Caitlin's birthday is always such a milestone for me. That sounds totally selfish, but it's really true. Caitlin made me a mommy. The day she was born was the happiest and scariest day of my life. Because to me that is truly what motherhood is, happy and scary. Every year is another badge of honor and courage that I made it. I waded through the chaos and the bullshit, the excitement and the joy, and survived this adventure of motherhood.

It seems that for Caitlin's entire life I've been looking forward. In those early days and months of motherhood, I couldn't wait for the days to pass. All the books and all the other mothers would say that as she got older, life would get easier. When she was eight weeks, she'd sleep better. When she was three months she be more content. When she was six months solid foods would do something miraculous, crawling would make her happy, walking would entertain her. There was always something for me to look forward to, hope to hang on to, that future where her and I would coexist happily, minus the tears and the night waking and the diaper rash. I held onto those hopes of the future so tightly that my knuckles were white.

The thing about looking forward and always waiting for tomorrow, is that you rarely linger in today. You forget that the chaos and mess you are currently in just may be God's greatest gift to you.
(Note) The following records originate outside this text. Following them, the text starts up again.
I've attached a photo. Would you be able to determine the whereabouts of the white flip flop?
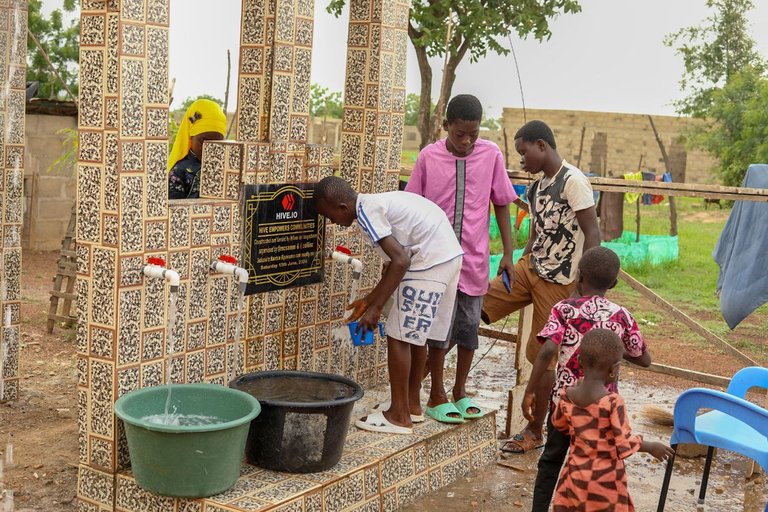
[371,400,427,423]
[355,411,413,435]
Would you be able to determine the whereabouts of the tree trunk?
[422,39,469,146]
[408,24,432,149]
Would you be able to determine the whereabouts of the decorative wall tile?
[115,475,176,512]
[120,176,145,252]
[147,0,169,26]
[77,464,114,507]
[120,59,145,137]
[117,289,142,365]
[121,23,145,57]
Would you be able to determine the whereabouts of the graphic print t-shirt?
[357,191,462,271]
[528,160,595,284]
[538,295,648,404]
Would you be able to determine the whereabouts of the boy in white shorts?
[315,176,463,434]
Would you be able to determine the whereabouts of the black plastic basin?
[229,370,363,473]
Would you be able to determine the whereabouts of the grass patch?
[617,198,727,312]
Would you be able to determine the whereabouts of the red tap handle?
[147,256,165,267]
[336,245,352,256]
[219,254,237,265]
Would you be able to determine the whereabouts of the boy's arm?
[345,235,411,330]
[621,309,651,368]
[575,206,600,252]
[405,153,426,196]
[521,339,557,421]
[624,349,651,368]
[493,204,515,284]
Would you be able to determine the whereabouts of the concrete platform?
[108,390,496,512]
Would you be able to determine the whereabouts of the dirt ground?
[0,251,768,512]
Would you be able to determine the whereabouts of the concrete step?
[115,391,496,512]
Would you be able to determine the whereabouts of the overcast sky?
[45,0,768,117]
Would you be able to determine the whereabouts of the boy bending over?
[315,176,462,434]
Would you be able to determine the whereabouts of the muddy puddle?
[401,339,768,512]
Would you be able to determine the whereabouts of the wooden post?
[507,305,533,435]
[648,115,677,236]
[576,125,587,169]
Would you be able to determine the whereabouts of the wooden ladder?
[48,205,77,333]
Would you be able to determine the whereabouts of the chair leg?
[656,444,677,512]
[699,446,715,506]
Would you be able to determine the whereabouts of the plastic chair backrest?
[728,366,768,398]
[670,388,768,453]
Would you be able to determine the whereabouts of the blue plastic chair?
[656,366,768,512]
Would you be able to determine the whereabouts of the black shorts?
[428,290,483,350]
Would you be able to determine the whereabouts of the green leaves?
[664,0,768,186]
[664,0,765,117]
[27,0,80,99]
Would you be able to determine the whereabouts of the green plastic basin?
[115,384,261,498]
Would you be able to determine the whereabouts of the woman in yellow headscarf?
[168,98,227,199]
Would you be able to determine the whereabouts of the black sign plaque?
[243,183,325,295]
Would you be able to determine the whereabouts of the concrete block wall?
[502,108,716,183]
[0,0,27,400]
[22,114,77,251]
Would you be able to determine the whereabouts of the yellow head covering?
[168,98,227,172]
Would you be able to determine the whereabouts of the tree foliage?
[693,67,768,186]
[403,92,435,126]
[664,0,764,117]
[664,0,768,186]
[327,0,581,147]
[27,0,80,99]
[309,84,343,119]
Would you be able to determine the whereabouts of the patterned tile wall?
[335,0,409,320]
[0,0,27,400]
[79,0,408,510]
[115,414,496,512]
[77,0,176,510]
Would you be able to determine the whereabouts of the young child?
[522,246,651,512]
[168,98,227,199]
[405,94,525,423]
[552,329,673,512]
[315,176,462,434]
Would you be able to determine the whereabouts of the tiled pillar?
[331,0,410,384]
[77,0,169,510]
[238,0,383,385]
[0,0,27,400]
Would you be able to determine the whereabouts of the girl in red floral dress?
[552,329,672,512]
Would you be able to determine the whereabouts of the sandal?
[424,402,464,424]
[500,430,544,453]
[371,400,426,423]
[355,411,413,435]
[453,396,483,420]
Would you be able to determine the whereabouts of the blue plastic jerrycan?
[347,321,384,347]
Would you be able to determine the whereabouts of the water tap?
[211,254,248,286]
[331,245,363,280]
[141,257,181,292]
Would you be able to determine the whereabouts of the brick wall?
[500,108,716,183]
[22,114,77,251]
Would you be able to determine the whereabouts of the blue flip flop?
[453,396,483,420]
[424,402,464,424]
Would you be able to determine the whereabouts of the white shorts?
[387,256,462,346]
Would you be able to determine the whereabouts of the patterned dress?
[552,390,643,512]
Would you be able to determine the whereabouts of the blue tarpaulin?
[712,164,768,329]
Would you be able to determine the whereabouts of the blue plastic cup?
[347,321,384,347]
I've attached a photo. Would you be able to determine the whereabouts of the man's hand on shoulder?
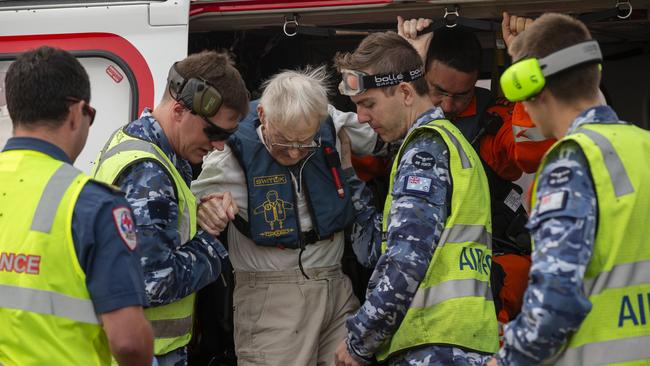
[501,11,533,48]
[397,15,433,62]
[197,192,239,236]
Caitlin would now rather watch movies on the iPad than spend the afternoon sleeping on my chest. And sadly I never really cherished those moments. I was always thinking about all the things I could be doing instead of holding a sleeping baby while inhaling that once in a lifetime baby smell. The problem with always looking forward and waiting for them to grow up so things will get easier, is that they grow up, and nothing gets easier. Luckily, you just get better at doing motherhood.

Every year that Caitlin has celebrated another year, I've been able to reflect on how much she has changed me. I have regrets about the first few years. The ones that seemed so incredibly hard at the time. The time spent blinded by the crying, sleepless days and nights, and the literal poop that was involved in them. Instead of finding my happy place among the chaos, I chose to battle it, as if fighting for my life and sanity was the best thing for both of us. As Caitlin grows up, I grow up as well. Into a better human, into a happier one. I regret that I wasted so much time worrying about what everyone would think of a mother who let her children co-sleep. What people would think about a mother who didn't breast feed. I spent so much time with my head in What to Expect, that I stopped acknowledging what was actually happening. My daughter was growing up, and I was too worried to notice.  Too blind find joy and comfort in the process.

Cait turned eight, and I did too in a way. Eight years of being a mother. Eight years of really learning life lessons and things about myself that were ugly and beautiful respectively. At eight we have found a little harmony. There are no longer sleepless nights, but there are pockets of time when the rest of our world is asleep, that Caitlin and I can snuggle and watch old Full House repeats. We sneak out for Starbucks, under the guise of a trip to the grocery store. We started reading Harry Potter at her request, laughing as I try to do English accents. At eight, as we do every year, we find a sweeter spot. One that has a touch of ease, one that reminds me that there was nothing sweeter or more joyful than a sleeping baby on my chest. After eight years I finally realize that it's not the future I need to hold on to, but the present. This time, this year. It's the only one we will get, and I don't want to go blindly into it and miss all the stuff that matters. Because the tears matter, the laughter matters, the mess and chaos and bullshit, it all matters. At this point in my mothering life, I'm smart enough to know, it's the here and now I need to hold onto. Tightly, until my knuckles are white.